Architecture

Foveance is a thin, black-box layer that sits between an agent and its model. It never touches model internals and never fine-tunes; it rewrites the prompt.

            add_item(x)                    step(query)
 agent  ───────────────►  MultiFidelityStore  ──►  AnticipatoryPredictor  ──►  index_allocate
   ▲                         (reversible)            v_i(level) curves          (MCKP, O(n log n))
   │                              │                                                   │
   │   answer  ◄── black-box LLM ◄── assemble(levels) ◄──────────────────────────────┘
   └──────────────  retrieve tool re-inflates an item to FULL next turn (two-sided refinement)

Modules

  • store.pyMultiFidelityStore holds every item at full fidelity out-of-band and renders it at POINTER/GIST/DIGEST/FULL on demand. Downgrading is non-destructive, which is what makes re-inflation free (Thm. successive refinability).
  • predictor.pyAnticipatoryPredictor estimates p(future needs | history) as a forward-drifting query posterior and scores each item's expected future relevance, emitting a value curve v_i(level). drift = 0 recovers the reactive (AFM) criterion.
  • allocator.pyindex_allocate (deployable Lagrangian/Whittle greedy on concave envelopes), dp_allocate (exact MCKP oracle), lp_bound (LP upper bound). These give the index ≤ OPT ≤ LP sandwich the greedy-gap experiment measures.
  • controller.py — per-turn orchestration and the policy seam (full/recency/reactive_afm/foveance/oracle).
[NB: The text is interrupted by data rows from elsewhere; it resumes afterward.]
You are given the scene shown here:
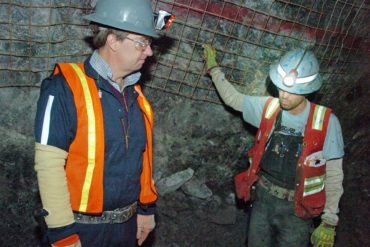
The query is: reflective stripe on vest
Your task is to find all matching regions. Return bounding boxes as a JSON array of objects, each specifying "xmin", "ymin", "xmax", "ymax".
[
  {"xmin": 70, "ymin": 64, "xmax": 96, "ymax": 212},
  {"xmin": 265, "ymin": 98, "xmax": 280, "ymax": 119},
  {"xmin": 54, "ymin": 64, "xmax": 104, "ymax": 213},
  {"xmin": 303, "ymin": 175, "xmax": 325, "ymax": 197},
  {"xmin": 312, "ymin": 105, "xmax": 326, "ymax": 131}
]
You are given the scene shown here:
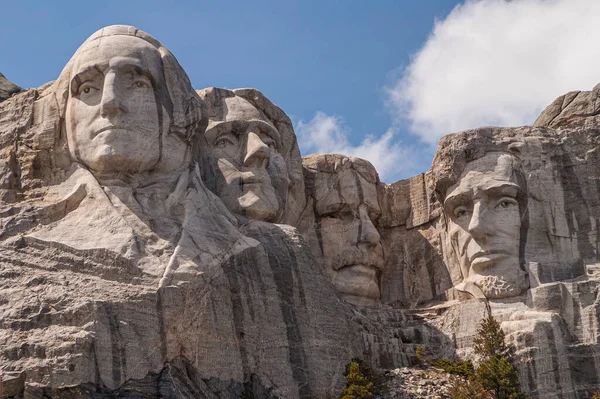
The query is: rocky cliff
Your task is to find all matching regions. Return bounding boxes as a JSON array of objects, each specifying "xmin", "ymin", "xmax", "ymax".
[
  {"xmin": 0, "ymin": 73, "xmax": 22, "ymax": 101},
  {"xmin": 0, "ymin": 26, "xmax": 600, "ymax": 399}
]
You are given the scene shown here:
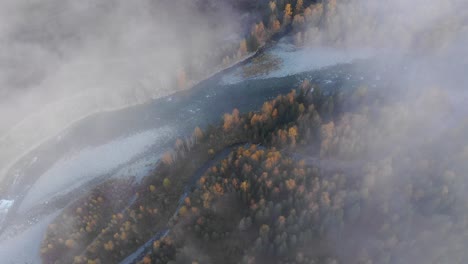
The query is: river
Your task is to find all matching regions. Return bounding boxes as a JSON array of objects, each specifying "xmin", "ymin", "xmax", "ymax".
[{"xmin": 0, "ymin": 39, "xmax": 381, "ymax": 263}]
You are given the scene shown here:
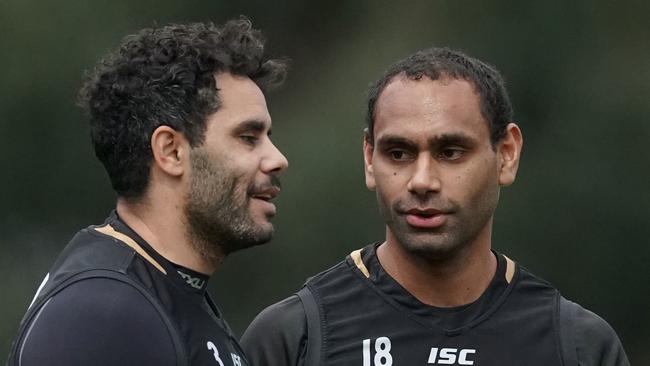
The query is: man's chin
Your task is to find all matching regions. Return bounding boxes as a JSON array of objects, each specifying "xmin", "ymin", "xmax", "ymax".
[{"xmin": 396, "ymin": 232, "xmax": 461, "ymax": 261}]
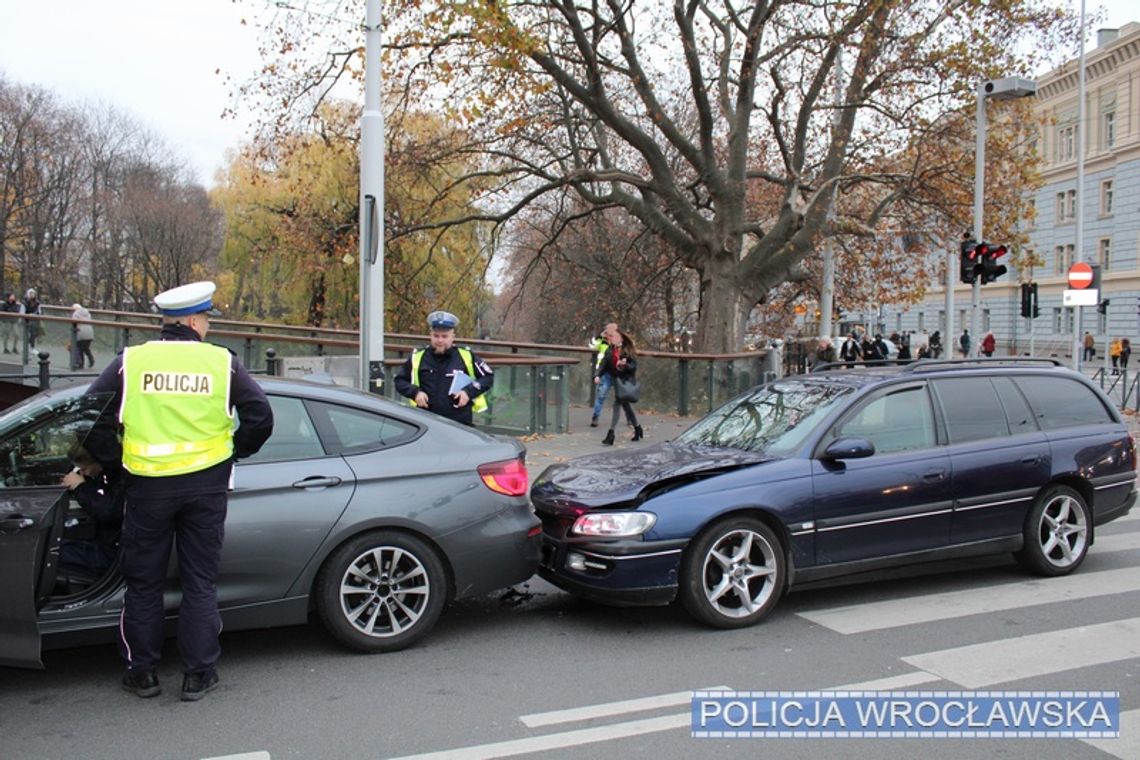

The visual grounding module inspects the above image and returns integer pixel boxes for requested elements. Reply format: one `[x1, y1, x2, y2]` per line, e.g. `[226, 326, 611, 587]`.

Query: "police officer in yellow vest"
[89, 283, 274, 701]
[396, 311, 495, 425]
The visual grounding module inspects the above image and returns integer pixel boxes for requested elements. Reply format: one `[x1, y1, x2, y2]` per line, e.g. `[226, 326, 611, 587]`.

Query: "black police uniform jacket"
[396, 345, 495, 425]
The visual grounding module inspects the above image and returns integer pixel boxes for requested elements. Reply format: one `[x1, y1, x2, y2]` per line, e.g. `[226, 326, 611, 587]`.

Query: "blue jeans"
[594, 375, 613, 418]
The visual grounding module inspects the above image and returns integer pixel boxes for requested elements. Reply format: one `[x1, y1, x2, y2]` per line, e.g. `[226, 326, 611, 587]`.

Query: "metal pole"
[820, 48, 844, 337]
[1073, 0, 1089, 371]
[970, 82, 986, 356]
[359, 0, 384, 393]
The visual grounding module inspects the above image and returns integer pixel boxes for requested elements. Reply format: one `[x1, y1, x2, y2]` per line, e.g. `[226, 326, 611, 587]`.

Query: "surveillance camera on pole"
[982, 76, 1037, 100]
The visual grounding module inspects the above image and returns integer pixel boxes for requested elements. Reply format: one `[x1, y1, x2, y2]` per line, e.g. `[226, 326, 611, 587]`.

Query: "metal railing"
[0, 305, 782, 421]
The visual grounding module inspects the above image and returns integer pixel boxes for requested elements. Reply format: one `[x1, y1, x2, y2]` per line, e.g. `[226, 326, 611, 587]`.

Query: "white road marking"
[519, 686, 730, 728]
[820, 670, 942, 692]
[902, 619, 1140, 688]
[1081, 710, 1140, 760]
[394, 712, 692, 760]
[797, 565, 1140, 635]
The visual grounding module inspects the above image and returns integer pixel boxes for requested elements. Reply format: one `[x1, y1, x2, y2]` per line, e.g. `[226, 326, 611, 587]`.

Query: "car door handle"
[293, 475, 341, 488]
[0, 516, 35, 533]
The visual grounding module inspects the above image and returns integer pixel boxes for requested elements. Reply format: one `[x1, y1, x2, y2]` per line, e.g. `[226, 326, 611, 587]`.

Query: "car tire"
[1013, 485, 1092, 575]
[678, 517, 788, 628]
[315, 531, 447, 652]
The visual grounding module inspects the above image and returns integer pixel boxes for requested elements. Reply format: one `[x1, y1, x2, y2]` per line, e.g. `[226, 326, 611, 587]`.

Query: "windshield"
[677, 379, 852, 457]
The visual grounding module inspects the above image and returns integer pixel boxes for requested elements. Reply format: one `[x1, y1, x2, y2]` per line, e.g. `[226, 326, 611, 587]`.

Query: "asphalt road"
[0, 505, 1140, 760]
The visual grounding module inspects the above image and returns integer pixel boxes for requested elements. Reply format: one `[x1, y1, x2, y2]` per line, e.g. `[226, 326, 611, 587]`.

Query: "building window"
[1100, 179, 1113, 216]
[1097, 237, 1113, 272]
[1057, 190, 1076, 222]
[1057, 124, 1076, 162]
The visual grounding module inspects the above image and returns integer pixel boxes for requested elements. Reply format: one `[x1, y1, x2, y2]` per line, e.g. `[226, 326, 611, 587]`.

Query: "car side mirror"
[823, 438, 874, 459]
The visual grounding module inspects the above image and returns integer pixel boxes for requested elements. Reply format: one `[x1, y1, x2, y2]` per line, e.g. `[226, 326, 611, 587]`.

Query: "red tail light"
[479, 459, 530, 496]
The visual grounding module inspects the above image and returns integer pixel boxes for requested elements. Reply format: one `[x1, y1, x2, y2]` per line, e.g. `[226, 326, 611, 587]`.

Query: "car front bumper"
[538, 533, 684, 606]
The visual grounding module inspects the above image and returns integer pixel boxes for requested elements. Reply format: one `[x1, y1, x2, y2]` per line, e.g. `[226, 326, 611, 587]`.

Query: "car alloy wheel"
[316, 531, 447, 652]
[681, 517, 788, 628]
[1015, 485, 1092, 575]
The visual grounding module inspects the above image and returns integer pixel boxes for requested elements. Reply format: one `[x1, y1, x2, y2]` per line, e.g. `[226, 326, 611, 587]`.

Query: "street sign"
[1061, 288, 1100, 307]
[1069, 266, 1092, 291]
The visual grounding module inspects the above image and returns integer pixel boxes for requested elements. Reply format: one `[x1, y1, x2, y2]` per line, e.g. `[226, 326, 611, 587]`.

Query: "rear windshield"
[677, 379, 853, 456]
[1015, 375, 1114, 431]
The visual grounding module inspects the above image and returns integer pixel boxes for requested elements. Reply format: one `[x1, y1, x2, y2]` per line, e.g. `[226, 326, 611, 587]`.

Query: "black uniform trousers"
[119, 491, 228, 673]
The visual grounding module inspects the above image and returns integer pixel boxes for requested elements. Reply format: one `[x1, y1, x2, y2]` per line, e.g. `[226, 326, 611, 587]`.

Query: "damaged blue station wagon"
[530, 359, 1137, 628]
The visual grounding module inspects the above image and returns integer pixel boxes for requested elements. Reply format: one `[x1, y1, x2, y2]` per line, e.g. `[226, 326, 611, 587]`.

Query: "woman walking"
[597, 329, 644, 446]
Handles the retrieve tool and the fidelity-change cost accounting.
  • compressors.py / embedders.py — pluggable renderers (heuristic offline, LLM online) and embedders (hashing offline, sentence-transformers / API online).
  • baselines.py — the comparison arms as uniform policies; reactive_afm and foveance share one code path and differ only by the predictor's drift.
  • learned.py — optional logistic future-relevance model fit on logged traces, dropped in behind the FutureRelevancePredictor interface.
  • proxy.py — OpenAI-compatible reverse proxy applying all of the above transparently.
  • metrics.py — token counting, cost, bootstrap CIs.

Design rules

  • The core (store/predictor/allocator/controller) is dependency-free and deterministic offline (seeded). ML/proxy/bench dependencies live behind extras.
  • Everything is injectable (renderer, embedder, token counter, future model, LLM) for testing.
  • No hidden global state; no network in unit tests.